金字塔Lucas-Kanade光流示例
步骤
寻找角点
源码
cv::goodFeaturesToTrack(
imgA, // Image to track
cornersA, // Vector of detected corners (output)
MAX_CORNERS, // Keep up to this many corners
0.01, // Quality level (percent of maximum)
5, // Min distance between corners
cv::noArray(), // Mask
3, // Block size
false, // true: Harris, false: Shi-Tomasi
0.04 // method specific parameter
);
函数原型
void cv::goodFeaturesToTrack( //寻找哈尔角点
cv::InputArray image, // Input, CV_8UC1 or CV_32FC1
cv::OutputArray corners, // Output vector of corners
int maxCorners, // Keep this many corners
double qualityLevel, // (fraction) rel to best
double minDistance, // Discard corner this close
cv::InputArray mask = noArray(), // Ignore corners where mask=0
int blockSize = 3, // Neighborhood used
bool useHarrisDetector = false, // false='Shi Tomasi metric'
double k = 0.04 // Used for Harris metric
);
| 参数 | 描述 |
|---|---|
| image | 单通道图像 |
| corner | 是vector<point2f>类型, 或者 cv::Mat类型(行为角点,列为x和y 的位置) |
| maxCorners | 角点数量 |
| qualityLevel | 通常介于0.1~0.01,返回质量 |
| minDistance | 相邻角点之间的最小间距 |
| mask | 必须与图像的尺寸大小相同,角点不会在mask=0 的地方生成 |
| blockSize | 计算角点时的邻域大小 |
| useHarrisDetector | 是否使用哈尔原始算法 |
| k | useHarrisDetector = true时的参数,最好保留默认值 |
寻找角点的亚像素精度
源码
cv::cornerSubPix(
imgA, // Input image
cornersA, // Vector of corners (input and output)

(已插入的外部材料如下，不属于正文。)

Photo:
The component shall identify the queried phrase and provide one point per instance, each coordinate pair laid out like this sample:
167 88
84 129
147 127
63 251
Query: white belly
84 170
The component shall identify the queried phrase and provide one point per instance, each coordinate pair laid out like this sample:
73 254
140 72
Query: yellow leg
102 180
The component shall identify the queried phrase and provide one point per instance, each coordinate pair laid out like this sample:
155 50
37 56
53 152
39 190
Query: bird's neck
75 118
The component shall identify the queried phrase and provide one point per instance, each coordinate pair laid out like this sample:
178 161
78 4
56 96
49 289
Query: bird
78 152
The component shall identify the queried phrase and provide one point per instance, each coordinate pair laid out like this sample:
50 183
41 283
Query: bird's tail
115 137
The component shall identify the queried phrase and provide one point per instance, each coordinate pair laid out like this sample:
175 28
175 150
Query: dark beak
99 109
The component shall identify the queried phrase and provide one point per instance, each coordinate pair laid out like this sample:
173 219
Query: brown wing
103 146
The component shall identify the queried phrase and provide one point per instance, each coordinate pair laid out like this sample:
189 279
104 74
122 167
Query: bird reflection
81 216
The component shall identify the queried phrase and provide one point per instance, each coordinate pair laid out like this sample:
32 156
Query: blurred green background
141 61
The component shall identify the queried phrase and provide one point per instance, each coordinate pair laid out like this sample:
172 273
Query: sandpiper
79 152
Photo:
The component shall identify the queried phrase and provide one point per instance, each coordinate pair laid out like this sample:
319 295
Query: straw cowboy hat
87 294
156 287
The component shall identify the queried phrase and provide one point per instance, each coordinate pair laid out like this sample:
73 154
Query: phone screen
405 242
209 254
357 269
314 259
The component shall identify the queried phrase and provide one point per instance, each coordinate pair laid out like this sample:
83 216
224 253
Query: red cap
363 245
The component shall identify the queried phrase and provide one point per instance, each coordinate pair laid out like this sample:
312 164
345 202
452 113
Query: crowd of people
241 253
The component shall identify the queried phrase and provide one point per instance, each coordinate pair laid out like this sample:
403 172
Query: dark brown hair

cv::Size(win_size, win_size), // Half side length of search window
cv::Size(-1, -1), // Half side length of dead zone (-1=none)
cv::TermCriteria(
cv::TermCriteria::MAX_ITER | cv::TermCriteria::EPS,
20, // Maximum number of iterations
0.03 // Minimum change per iteration
)
);
函数原型
void cv::cornerSubPix(
cv::InputArray image, // Input image
cv::InputOutputArray corners, // Guesses in, and results out
cv::Size winSize, // Area is NXN; N=(winSize*2+1)
cv::Size zeroZone, // Size(-1,-1) to ignore
cv::TermCriteria criteria // When to stop refinement
);
| 参数 | 描述 |
|---|---|
| image | 计算角点的原始图像 |
| corners | 角点位置的初始值(从cv::goodFeaturesToTrack获得) |
| winSize | 指定将生成方程的窗口大小 |
| zeroZone | Size(-1,-1) to ignore |
| criteria | 终止条件 |
亚像素精度原理
p在q的邻域内,向量qp绕着q旋转360°. q向着\(\sum<\nabla I_{(p)},q-p>=0\)的方向修正
In Figure 16-2, we assume a starting corner location q that is near the actual subpixel corner location. We examine vectors starting at point q and ending at p. When p is in a nearby uniform or “flat” region, the gradient there is 0. On the other hand, if the vector q-p aligns with an edge, then the gradient at p on that edge is orthogonal to the vector q-p. In either case, the dot product between the gradient at p and the vector qp is 0. We can assemble many such pairs of the gradient at a nearby point p and the associated vector q-p, set their dot product to 0, and solve this assemblage as a system of equations; the solution will yield a more accurate subpixel location for q, the exact location of the corner.
调用金字塔LK算法
源码
cv::calcOpticalFlowPyrLK(
imgA, // Previous image
imgB, // Next image
cornersA, // Previous set of corners (from imgA)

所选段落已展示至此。